Они  молча  выпили  -  Вова  из  стаканчика,  Гена  из  горла  -  и  в  этом  их  молчании  была  какая-то  зловещая   и   тупая  сила,  заставившая  Саню  содрогнуться.
Выпив,  Гена  осмелел  и  вновь  присел  рядом  с  Леной.  Саша  заметил,  что  она  растеряна,  не  зная,  как  поступить  в  обстановке,  с  которой  столкнулась  в  первый  раз  в  своей  жизни.  Он  чувствовал,  что  она  надеется  только  на  него,  но  тоже  не  видел  выхода.
Вова  сладко  потянулся  и  зевнул.
-  Который  час,  профессор?  -  спросил  он.  -  Небось,  вам  уже  давно  баюшки  пора?

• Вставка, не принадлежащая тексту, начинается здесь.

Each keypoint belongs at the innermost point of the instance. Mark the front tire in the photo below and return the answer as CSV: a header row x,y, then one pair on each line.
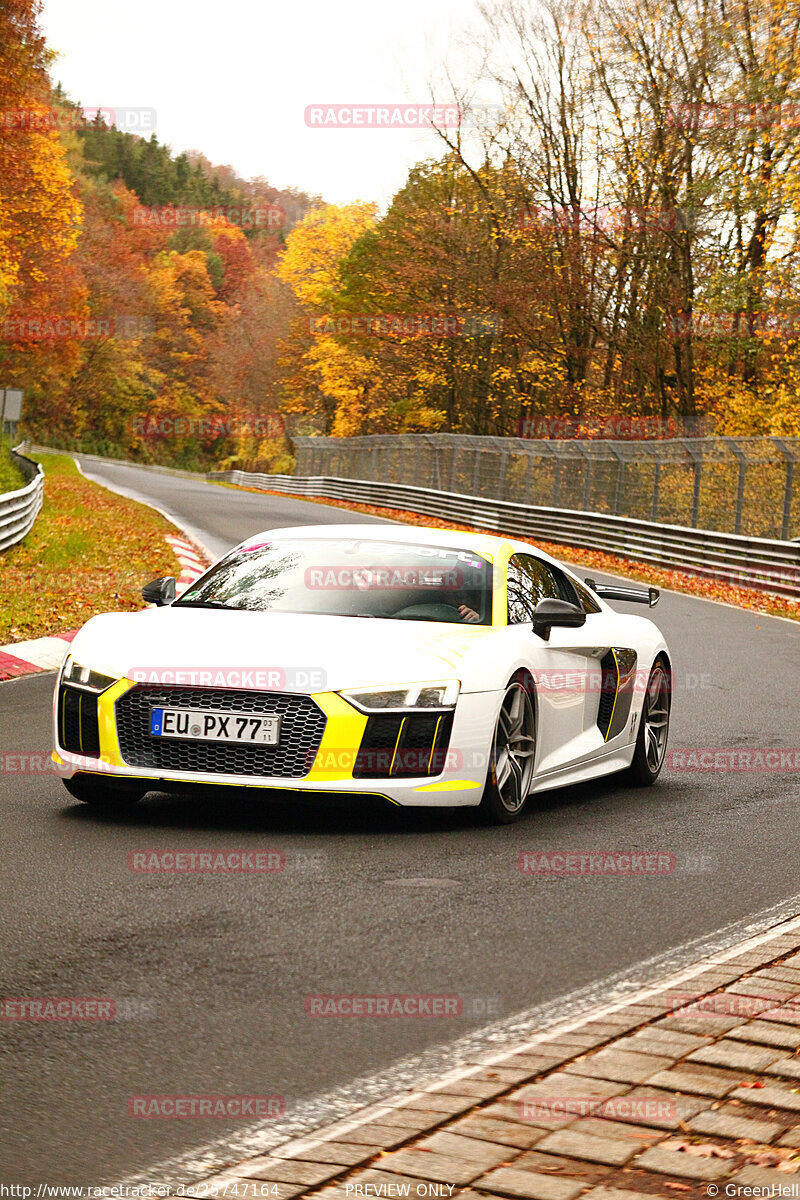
x,y
102,796
654,729
511,765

«Вам,  я  вижу,  тоже  поспать  хочется, -  подумал  Саша,  на  минуту  прервав  мысленный  поиск  спасительного  выхода - Ну,  и  спали   бы  себе  спокойно».
И  мысли  его  вновь  стремительно  завертелись,  прокручивая  варианты  дальнейших  действий.

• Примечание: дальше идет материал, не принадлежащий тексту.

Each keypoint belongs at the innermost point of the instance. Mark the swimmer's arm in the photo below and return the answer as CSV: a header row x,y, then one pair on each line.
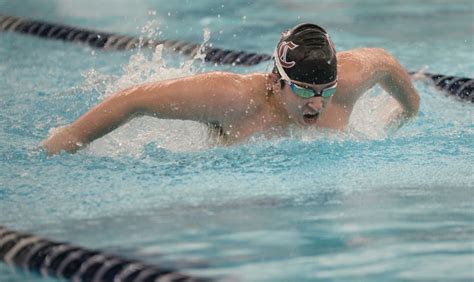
x,y
370,66
397,82
202,98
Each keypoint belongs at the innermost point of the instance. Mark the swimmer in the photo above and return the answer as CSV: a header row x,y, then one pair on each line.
x,y
310,86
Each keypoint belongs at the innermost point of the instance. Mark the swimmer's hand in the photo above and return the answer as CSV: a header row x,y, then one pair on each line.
x,y
62,139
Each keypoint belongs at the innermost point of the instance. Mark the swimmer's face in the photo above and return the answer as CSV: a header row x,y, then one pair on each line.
x,y
305,111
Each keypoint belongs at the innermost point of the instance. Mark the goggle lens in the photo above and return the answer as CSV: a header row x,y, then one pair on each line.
x,y
306,93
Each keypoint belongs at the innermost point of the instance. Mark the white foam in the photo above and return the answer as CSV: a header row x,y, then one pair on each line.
x,y
175,135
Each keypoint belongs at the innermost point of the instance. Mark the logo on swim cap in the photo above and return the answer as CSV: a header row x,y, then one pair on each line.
x,y
283,51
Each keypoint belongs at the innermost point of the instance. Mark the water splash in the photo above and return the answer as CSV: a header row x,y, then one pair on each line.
x,y
142,67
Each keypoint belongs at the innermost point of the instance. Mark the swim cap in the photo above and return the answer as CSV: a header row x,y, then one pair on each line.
x,y
305,53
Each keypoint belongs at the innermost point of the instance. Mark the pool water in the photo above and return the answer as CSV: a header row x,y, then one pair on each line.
x,y
371,204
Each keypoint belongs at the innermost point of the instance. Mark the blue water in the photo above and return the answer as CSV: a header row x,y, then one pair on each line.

-  Саша, -  вдруг  услышал  он  голос  Лены,  -  что  это  с  ними?  По-моему,  они  спят.
Саша  взглянул  на  своего  соседа.  Уронив  голову  на  грудь,  тот  тихо  посапывал   в  воротник  меховой  куртки,  иногда  мелко  вздрагивая  всем  телом. 
Саша  перевел  взгляд  на  Гену.  Его  голова  лежала  на  спинке  скамейки,  глаза  были  закрыты,  но  руки  продолжали  заботливо  прижимать  к  груди  заветную  бутылку.
Освободив  свое  плечо  из-под  тяжелого  тела  Вовы,  Саша  встал,  и  они  молча  пошли  темными  улицами  к  дому  Лены.   

               
                Restitutio 2.
                Воспроизведение  прошлых  событий  (лат.)

  История  того,  как  Лена  из  шикарного  папиного  особняка  попала  в 
коммунальную  квартиру  на  Спасской  печальна  и  поучительна.   
  Это  случилось  уже  на  втором  курсе,  когда   она,  во  многом  благодаря  Саше,  почувствовала,  что  выбрала  очень  правильный,  можно  сказать,  единственно  правильный   путь  в  своей  жизни.
 Слоняясь    долгими  вечерами  по  улочкам  и  переулкам  совсем  ей  незнакомой  Москвы,  они  как  будто  переливали  друг  другу  все,  что  было  для  них  интересно  и  дорого.  Саша  читал  ей  в  оригинале  сонеты  Шекспира  и  совсем  неплохо  напевал  ей удивительные  песни  Beatles,  после  чего  терпеливо  втолковывал  ей,  в  чем  красота  и  великий  смысл  того  и  другого.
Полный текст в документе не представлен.